長屋は戸建て住宅のように各住戸が独立した周壁を持つのではなく、戸境壁を挟んで住戸が連続する住宅のことである。伝統的な長屋は、上下に別々の住戸が重ならないメゾネットタイプのテラスハウスであるが、住戸規模の小さい単身用の賃貸住宅では、1階住戸の上に、1階に玄関だけを持つ別の住戸が重なる写真のようなものも増えている。
このタイプの最大の特長は、よく引き合いに出される江戸時代の長屋とは違い、デザインがスタイリッシュで、新しい暮らし方をイメージさせることだ。
まず、アパートやマンションのような共同住宅とは違って廊下や階段などの共用部分はなく、各住戸が独立している。アプローチを通ってそのまま各住戸に行くことができるので、プライバシーが確保される。また、外観が戸建て住宅に近く、住宅地の景観を損なわない。

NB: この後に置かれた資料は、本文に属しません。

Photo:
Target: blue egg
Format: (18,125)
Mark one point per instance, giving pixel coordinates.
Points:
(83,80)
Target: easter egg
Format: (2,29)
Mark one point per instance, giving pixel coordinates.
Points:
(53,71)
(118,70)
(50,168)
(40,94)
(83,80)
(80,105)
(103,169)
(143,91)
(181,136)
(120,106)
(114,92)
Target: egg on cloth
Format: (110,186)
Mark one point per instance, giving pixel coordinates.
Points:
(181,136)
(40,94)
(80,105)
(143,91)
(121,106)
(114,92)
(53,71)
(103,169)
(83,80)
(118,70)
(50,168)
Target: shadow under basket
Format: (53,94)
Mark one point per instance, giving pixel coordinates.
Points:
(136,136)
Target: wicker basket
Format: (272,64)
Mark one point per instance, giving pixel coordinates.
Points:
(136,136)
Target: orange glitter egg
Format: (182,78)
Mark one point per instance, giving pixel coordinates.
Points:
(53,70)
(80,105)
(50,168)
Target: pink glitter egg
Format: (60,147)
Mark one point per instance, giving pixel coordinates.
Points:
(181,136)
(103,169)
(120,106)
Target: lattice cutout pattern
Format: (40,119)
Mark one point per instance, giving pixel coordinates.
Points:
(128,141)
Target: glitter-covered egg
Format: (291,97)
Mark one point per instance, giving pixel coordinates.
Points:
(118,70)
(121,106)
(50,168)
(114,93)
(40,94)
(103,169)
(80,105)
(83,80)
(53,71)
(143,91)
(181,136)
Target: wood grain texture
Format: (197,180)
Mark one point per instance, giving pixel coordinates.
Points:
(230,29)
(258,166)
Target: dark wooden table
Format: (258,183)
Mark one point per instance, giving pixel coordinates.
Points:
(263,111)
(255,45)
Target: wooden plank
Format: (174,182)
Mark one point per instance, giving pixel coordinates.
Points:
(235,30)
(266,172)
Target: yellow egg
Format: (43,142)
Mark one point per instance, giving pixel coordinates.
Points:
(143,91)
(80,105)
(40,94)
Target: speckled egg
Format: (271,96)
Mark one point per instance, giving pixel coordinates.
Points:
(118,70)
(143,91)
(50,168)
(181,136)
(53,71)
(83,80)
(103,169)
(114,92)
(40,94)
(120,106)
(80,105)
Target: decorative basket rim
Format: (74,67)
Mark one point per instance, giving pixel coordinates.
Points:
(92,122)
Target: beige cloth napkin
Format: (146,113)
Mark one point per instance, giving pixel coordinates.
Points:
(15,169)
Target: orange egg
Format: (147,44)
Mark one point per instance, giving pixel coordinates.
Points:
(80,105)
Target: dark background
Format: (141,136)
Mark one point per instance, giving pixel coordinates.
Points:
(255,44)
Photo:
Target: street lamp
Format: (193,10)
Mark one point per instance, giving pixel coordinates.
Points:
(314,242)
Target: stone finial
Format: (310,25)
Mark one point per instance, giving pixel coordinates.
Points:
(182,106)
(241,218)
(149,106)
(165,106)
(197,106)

次に、外構に配慮がある。茶色とアイボリーでまとめられていて建物と一体感があるほか、賃貸住宅には珍しく戸建て風の門構えがあり、その両側には道路境界線全面に高木と中低木を組み合わせた植栽がある。両者が相まって落ち着いた雰囲気が感じられる。門扉にはオートロック機能があり、防犯面でも安全性が保たれている。また、門扉は開いても歩道にはみ出ない位置にあって高級感がある。
駐輪場は自転車が道路にあふれ出ないように塀の中にあり、高さのある屋根が付いている。雨が降っても濡れずに済むことに加えて、通常の高さの屋根が損なう眺望と景観を確保し、〝安っぽく〟見えないようにしている。
少し残念に感じたところは駐車場だ。裏に回ると1台分の駐車スペースがあったが、よく見てみるとその奥は2住戸分の専用庭になっていた。駐車場を設置した理由はいろいろ考えられるが、空間としては思い切って駐車スペースをなくし、全面的に1階住戸の専用庭にしたほうが一体感が強いと感じる。
部屋を借りる人は希少な専用庭に広さや利用の自由度を感じることができ、街並みの連続性も高まるのではないかと思う。
【教員のコメント】
電柱が宅地内にあり間口が広いことから、かつて良好な戸建て住宅地として開発され、立派な戸建て住宅が建っていたと思われる。戸建て住宅地の価値を損なわないように配慮した賃貸集合住宅に、家主の人柄と敷地分割回避の決意や工夫を見る。